Search code examples
pythonarraysnumpynonetypenumpy-ndarray

Why does numpy.ndarray allow for a "None" array?


I was wondering what is the rationale for the following functionality of numpy.ndarray:

>>> a = None
>>> a = np.asarray(a)
array(None, dtype=object)

>>> type(a)
<class 'numpy.ndarray'>

>>> a == None
True

>>> a is None
False

So in this case Python seems to actually create a None array (not array of Nones), which seems to enforce a type over variable a.

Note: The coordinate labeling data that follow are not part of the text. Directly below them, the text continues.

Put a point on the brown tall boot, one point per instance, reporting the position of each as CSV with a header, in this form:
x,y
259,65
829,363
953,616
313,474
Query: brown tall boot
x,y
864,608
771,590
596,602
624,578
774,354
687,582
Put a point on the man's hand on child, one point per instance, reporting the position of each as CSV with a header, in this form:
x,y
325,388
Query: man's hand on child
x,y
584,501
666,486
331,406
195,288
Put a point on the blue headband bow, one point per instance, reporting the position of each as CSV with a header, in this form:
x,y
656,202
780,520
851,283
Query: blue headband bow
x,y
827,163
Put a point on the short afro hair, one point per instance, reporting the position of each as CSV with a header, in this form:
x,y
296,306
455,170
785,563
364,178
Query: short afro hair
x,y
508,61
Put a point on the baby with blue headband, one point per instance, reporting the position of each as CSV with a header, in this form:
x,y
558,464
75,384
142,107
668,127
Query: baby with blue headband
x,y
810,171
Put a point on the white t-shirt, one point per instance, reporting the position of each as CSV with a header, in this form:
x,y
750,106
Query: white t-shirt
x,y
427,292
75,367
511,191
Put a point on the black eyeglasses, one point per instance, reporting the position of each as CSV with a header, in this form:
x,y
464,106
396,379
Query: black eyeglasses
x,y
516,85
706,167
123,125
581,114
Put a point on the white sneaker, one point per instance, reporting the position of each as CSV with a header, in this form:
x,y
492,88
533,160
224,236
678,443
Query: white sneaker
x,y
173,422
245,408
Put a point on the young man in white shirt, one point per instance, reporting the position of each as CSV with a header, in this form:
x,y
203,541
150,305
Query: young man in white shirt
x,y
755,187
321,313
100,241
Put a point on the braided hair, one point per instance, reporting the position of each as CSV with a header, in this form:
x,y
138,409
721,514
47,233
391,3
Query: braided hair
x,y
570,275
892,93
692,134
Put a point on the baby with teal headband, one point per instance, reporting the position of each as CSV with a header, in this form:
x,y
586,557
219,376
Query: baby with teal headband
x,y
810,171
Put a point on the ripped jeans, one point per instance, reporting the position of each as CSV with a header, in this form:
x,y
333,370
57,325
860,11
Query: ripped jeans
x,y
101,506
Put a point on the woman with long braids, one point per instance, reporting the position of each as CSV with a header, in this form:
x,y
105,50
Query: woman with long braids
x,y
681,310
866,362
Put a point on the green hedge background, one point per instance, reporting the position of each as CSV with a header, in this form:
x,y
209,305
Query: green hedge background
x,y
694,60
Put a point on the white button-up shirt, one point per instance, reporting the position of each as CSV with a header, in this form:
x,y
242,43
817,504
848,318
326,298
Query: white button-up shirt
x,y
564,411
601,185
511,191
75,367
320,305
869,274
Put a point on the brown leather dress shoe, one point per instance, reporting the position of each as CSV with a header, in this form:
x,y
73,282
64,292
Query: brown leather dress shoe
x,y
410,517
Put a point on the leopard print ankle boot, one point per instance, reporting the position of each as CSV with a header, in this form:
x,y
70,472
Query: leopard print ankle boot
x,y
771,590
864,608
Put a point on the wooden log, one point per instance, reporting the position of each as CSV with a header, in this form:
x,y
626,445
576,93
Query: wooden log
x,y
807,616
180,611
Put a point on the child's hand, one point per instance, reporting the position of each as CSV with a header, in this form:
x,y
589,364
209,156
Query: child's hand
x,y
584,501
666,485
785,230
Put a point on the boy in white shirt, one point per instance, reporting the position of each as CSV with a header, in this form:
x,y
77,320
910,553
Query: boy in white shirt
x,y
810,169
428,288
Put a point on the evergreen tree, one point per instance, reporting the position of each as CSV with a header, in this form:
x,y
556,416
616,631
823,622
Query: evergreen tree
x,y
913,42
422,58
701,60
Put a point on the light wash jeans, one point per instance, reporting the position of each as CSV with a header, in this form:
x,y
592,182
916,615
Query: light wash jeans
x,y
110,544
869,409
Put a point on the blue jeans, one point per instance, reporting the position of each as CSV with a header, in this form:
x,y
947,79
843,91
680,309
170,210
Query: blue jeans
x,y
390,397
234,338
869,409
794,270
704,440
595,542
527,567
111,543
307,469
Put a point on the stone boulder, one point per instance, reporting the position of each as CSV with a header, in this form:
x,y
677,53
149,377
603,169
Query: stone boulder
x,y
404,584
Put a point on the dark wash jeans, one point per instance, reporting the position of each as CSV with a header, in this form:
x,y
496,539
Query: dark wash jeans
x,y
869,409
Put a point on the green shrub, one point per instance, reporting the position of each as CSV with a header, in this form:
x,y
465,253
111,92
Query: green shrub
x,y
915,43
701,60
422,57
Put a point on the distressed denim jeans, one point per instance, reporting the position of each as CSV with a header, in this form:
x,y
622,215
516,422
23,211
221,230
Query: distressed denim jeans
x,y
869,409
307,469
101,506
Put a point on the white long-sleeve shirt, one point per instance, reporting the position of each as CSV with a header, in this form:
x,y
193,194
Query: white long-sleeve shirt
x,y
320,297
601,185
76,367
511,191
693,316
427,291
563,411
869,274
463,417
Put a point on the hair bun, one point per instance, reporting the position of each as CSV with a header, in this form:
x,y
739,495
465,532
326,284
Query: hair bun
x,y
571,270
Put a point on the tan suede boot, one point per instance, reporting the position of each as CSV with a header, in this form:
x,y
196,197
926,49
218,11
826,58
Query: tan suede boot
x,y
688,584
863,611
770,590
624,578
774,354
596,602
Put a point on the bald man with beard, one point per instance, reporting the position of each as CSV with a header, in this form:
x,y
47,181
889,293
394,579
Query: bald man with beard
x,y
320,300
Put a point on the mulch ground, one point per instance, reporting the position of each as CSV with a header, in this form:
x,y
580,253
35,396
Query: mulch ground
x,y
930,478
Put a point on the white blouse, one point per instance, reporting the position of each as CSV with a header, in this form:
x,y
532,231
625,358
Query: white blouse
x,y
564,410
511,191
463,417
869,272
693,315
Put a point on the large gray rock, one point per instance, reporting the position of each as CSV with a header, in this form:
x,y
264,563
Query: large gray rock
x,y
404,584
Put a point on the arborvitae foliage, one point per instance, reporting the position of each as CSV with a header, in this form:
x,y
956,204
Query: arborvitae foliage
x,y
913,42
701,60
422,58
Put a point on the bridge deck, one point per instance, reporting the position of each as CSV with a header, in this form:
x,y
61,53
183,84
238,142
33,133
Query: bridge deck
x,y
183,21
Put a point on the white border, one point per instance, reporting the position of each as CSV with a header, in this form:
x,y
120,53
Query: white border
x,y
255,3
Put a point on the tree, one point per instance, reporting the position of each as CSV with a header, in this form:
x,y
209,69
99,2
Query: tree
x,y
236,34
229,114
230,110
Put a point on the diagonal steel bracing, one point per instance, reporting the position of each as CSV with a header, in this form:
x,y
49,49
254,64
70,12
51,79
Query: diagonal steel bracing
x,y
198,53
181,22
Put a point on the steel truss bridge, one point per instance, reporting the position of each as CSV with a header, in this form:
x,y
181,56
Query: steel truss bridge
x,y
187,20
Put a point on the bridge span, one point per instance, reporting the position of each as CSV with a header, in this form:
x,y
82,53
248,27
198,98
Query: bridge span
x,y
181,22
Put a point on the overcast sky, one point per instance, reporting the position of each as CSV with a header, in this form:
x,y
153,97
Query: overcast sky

But the documentation states that the positional argument needs to be "array_like":

a : array_like

Input data, in any form that can be converted to an array. This includes lists, lists of tuples, tuples, tuples of tuples, tuples of lists and ndarrays.

So why is None accepted as "array-like" since it is not any of the listed above?

By analogy, list(None) will return error because None is not "iterable" as per documentation.

Furthermore, some functions seem to actually return seemingly incorrect values. For example np.ndarray.argmax() or np.ndarray.argmin() actually return 0 for a "None array", but result in an error for an empty array which intuitively seems like the expected behaviour.

>>> a
array(None, dtype=object)
>>> b
array([], dtype=object)
>>> a.argmax()
0
>>> b.argmax()
Traceback (most recent call last):
  File "<stdin>", line 1, in <module>
ValueError: attempt to get argmax of an empty sequence

Is there actually any advantage to having a "None array" (array(None, dtype=object)) as opposed to an empty array (array([], dtype=object))?

Is this an intended functionality, or accidental consequence of Nones being actual objects? Could someone explain what's going on under the bonnet here and why?

Thanks a lot!


Solution

  • What you are getting with np.asarray(None) is an array with shape (), which is a scalar, with dtype object. You get something similar if you do np.asarray(2) or np.asarray('abc'). Scalars cannot be iterated but can be compared to non-NumPy values. At the same time, you get NumPy operations with them, so you can do:

    list(np.asarray(None).reshape((1,)))
    

    And it works.

    About functions like argmin or argmax. Note that a scalar is not empty. An array with shape () has one element, yet zero dimensions, while an array with shape (0,) has no elements but one dimension. This may be counterintuitive but it makes sense and makes things work too. As documented, argmin and argmax, when no axis value is given, work on the flattened array. The flattened array for a scalar (e.g. np.asarray(None).ravel()) is an array with shape (1,), and, since you are asking for the index of the smallest or greatest value and it only has one value, the answer is 0 in both cases. Interestingly, if you try np.argmin(np.asarray([None, None])) it fails, because now you have two elements and you need to compare them to know which one is the smallest, but you cannot compare None values.